Lazy-load agent side router resources when no related service port Team wants to see RFE with detailed description of the exact problem which this is trying to solve and than continue discussion on such RFE.
In this session we talked about jobs which we can potentially promote to be voting (and we didn’t found any of such) and about jobs which we maybe can potentially remove from our queues. Here is what we agreed:
- we have 2 iptables_hybrid jobs - one on Fedora and one on Ubuntu - we will drop one of those jobs and left only one of them,
- drop neutron-grenade job as it is running still on py27 - we have grenade-py3 which is the same job but run on py36 already,
- as it is begin of the cycle, we will switch in devstack neutron uwsgi to be default choice and we will remove “-uwsgi” jobs from queue,
- we should compare our single node and multinode variants of same jobs and maybe promote multinode jobs to be voting and then remove single node job - I volunteered to do that,
- remove our existing experimental jobs as those jobs are mostly broken and nobody is run those jobs in experimental queue actually,
- Yamamoto will check failing networking-midonet job and propose patch to make it passing again,
- we will change neutron-tempest-plugin jobs for branch in EM phase to always use certain tempest-plugin and tempest tag, than we will remove those jobs from check and gate queue in master branch,
Stateless security groups
Old RFE was approved for neutron-fwaas project but we all agreed that this should be now implemented for security groups in core Neutron. People from Nuage are interested in work on this in upstream. We should probably also explore how easy/hard it will be to implement it in networking-ovn backend.
Old, stagnant specs
During this session we decided to abandon many of old specs which were proposed long time ago and there is currently no any activity and interest in continue working on them. If anyone would be interested in continue work on some of them, feel free to contact neutron core team on irc or through email and we can always reopen such patch.
Community Goal things
We discussed about currently proposed community goals and who can take care of which goal on Neutron’s side. Currently there are proposals of community goals as below:
- python3 readiness - Nate will take care of this,
- move jobs definitions to zuul v3 - I will take care of it. In core neutron and neutron-tempest-plugin we are (mostly) done. On stadium projects’ side this will require some work to do,
- Project specific PTL and contributor guides - Miguel Lavalle will take care of this goal as former PTL,
We will track progress of community goals weekly in our team meetings.

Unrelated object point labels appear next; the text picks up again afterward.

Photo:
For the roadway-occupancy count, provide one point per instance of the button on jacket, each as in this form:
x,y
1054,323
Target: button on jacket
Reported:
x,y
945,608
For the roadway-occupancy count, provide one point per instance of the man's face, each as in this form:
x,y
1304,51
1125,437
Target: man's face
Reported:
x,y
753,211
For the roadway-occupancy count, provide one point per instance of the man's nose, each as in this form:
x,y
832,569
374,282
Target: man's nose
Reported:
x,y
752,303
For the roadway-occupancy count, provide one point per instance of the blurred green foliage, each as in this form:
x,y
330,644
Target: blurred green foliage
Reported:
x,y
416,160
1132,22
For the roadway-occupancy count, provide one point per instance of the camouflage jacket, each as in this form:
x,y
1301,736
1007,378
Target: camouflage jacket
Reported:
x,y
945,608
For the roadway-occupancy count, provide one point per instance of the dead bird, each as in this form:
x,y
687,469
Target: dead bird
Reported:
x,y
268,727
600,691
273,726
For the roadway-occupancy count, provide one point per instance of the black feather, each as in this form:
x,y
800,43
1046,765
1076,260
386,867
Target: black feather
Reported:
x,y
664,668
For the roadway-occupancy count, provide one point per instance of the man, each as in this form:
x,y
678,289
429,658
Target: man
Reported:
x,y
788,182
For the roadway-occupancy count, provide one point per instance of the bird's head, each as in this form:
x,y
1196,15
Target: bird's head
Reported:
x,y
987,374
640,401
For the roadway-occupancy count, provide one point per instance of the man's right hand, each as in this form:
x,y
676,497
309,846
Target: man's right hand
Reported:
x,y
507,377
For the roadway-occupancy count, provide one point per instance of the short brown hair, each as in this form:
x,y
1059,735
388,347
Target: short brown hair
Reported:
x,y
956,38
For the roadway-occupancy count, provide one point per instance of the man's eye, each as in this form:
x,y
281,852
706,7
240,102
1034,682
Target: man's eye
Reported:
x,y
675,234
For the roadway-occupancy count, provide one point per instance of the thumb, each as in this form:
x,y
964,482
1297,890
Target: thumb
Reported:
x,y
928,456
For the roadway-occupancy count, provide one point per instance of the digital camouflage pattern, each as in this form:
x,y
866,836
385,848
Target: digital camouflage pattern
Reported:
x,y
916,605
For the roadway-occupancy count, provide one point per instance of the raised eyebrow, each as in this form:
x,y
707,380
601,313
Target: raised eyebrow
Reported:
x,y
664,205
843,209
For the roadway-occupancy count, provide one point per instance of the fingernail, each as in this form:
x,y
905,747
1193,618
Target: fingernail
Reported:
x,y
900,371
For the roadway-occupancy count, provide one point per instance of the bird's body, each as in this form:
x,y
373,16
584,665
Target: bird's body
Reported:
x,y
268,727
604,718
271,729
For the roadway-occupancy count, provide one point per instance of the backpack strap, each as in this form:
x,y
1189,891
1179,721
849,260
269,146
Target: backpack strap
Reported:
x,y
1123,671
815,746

As some time ago our main neutron-lib maintainer (Boden) leaved from the project, we need some new volunteers to continue work on it. The list of things todo is available at the etherpad This should be mostly important for people who are maintaining stadium projects or some 3rd party drivers/plugins so if You are doing things like that, please check list from etherpad and reach out to us on ML or #openstack-neutron IRC channel.
On Tuesday evening we also had team dinner together. It was really great experince and pleasure to be with all people from Neutron team and with some friends from other teams, like folks from Octavia or QA teams :) Below are some pictures from our team dinner.

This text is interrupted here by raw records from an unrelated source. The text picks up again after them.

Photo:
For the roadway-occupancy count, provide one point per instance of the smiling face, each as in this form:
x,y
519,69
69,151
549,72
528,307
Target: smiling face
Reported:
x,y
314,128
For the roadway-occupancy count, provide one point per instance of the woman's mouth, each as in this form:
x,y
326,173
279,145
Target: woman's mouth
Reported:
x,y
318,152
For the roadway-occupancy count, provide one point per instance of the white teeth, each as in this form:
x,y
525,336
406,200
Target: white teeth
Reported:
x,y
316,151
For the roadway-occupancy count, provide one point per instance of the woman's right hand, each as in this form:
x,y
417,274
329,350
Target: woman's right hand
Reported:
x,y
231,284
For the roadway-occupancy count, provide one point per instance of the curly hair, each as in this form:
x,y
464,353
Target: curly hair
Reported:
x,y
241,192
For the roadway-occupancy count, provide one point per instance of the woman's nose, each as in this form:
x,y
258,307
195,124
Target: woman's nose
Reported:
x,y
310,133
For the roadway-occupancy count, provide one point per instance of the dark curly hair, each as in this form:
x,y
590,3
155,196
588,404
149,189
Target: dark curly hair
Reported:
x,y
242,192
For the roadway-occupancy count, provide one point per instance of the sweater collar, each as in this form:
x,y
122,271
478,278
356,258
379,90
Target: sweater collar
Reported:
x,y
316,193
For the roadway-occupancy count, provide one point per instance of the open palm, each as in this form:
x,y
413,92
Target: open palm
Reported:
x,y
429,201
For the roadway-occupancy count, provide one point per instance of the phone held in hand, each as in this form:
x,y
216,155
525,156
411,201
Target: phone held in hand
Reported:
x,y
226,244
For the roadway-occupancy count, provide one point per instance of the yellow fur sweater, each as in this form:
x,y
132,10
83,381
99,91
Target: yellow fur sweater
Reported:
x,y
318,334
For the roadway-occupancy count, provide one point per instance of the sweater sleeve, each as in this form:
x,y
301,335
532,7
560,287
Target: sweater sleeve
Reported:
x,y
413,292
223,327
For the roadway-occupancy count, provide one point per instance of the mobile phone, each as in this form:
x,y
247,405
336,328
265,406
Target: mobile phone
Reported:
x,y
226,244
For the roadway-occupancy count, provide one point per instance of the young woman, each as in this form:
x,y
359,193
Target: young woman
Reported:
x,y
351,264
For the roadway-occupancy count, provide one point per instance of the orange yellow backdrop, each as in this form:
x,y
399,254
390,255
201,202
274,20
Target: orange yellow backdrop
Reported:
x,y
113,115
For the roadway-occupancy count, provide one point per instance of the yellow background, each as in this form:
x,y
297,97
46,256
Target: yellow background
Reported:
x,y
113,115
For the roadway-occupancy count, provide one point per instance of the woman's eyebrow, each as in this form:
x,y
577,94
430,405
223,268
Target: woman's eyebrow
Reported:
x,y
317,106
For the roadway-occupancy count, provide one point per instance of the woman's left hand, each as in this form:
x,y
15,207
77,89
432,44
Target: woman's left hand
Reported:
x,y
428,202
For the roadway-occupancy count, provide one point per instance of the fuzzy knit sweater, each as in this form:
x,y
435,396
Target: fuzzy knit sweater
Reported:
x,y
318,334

And that’s the end of this summary. Thank You if You read it all up to this point. At the end I want also to thank all people who were in Neutron room during this PTG and who participated in discussions. It couldn’t be so effective without all of You :)
And I also want to say thank You to some people who helped me most in Shanghai:
- LIU Yulong - for all Your help with organisation of team dinner. It couldn’t be done without You :)
- Miguel Lavalle - for all Your tips&tricks and for guiding me before start of the PTG and during whole week in Shanghai.